Both of these algorithms are used in association studies to account for data sets that show population stratification and relatedness. However, there is a slight difference between how they are run. EMMA is compatible with datasets with a moderate to small n, but the computational power required for datasets with a large n is astronomical. This is because EMMA calculates variance components for the reduced model plus the marker being tested, meaning each marker has its own variance component calculation. EMMAX being the expedited version of the algorithm assumes that the effect of each SNP on the trait is small; the variance component is only for the reduced model and thus has one variance component calculation for the whole run. It’s this simplification in EMMAX that may result in different results depending on the dataset, for example when the associated SNP has a larger effect on the phenotype, which violates the assumption of EMMAX, this may yield conservative p values and lead to a loss of statistical power.

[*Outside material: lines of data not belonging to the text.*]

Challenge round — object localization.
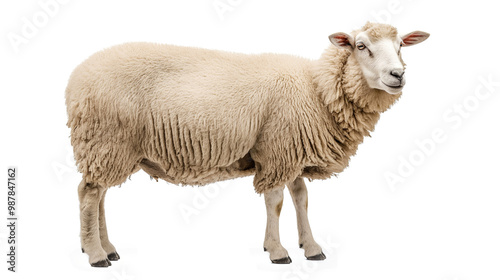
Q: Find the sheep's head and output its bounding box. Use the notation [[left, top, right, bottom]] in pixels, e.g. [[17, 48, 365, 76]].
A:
[[329, 23, 429, 94]]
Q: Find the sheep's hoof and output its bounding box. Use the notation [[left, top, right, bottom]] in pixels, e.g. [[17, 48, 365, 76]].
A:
[[90, 259, 111, 267], [271, 257, 292, 264], [306, 252, 326, 261], [108, 252, 120, 261]]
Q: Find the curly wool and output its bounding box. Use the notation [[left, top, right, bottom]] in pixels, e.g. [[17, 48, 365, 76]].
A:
[[66, 25, 399, 193]]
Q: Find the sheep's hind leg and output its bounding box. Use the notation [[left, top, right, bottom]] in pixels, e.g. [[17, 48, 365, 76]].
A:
[[99, 189, 120, 261], [287, 178, 326, 261], [78, 180, 111, 267], [264, 187, 292, 264]]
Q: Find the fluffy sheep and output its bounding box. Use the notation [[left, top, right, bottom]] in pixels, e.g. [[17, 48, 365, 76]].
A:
[[66, 23, 429, 267]]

In conclusion, EMMA and EMMAX differ in that EMMA calculates its own variance component for each marker. Whereas EMMAX assumes each SNP effect is small and therefore the whole run has one variance component calculation.
Ref: Zhou and Stephens 2012. “Genome-wide Efficient Mixed Model Analysis for Association Studies.” Nature Genetics 44(7): 821-824.
Thanks – then does it make sense to run post-hoc run EMMA on large effect size variants, perhaps by running a traditional PLINK PCA corrected association model to select them, running EMMAX on all variants and EMMA on the high effect size ones?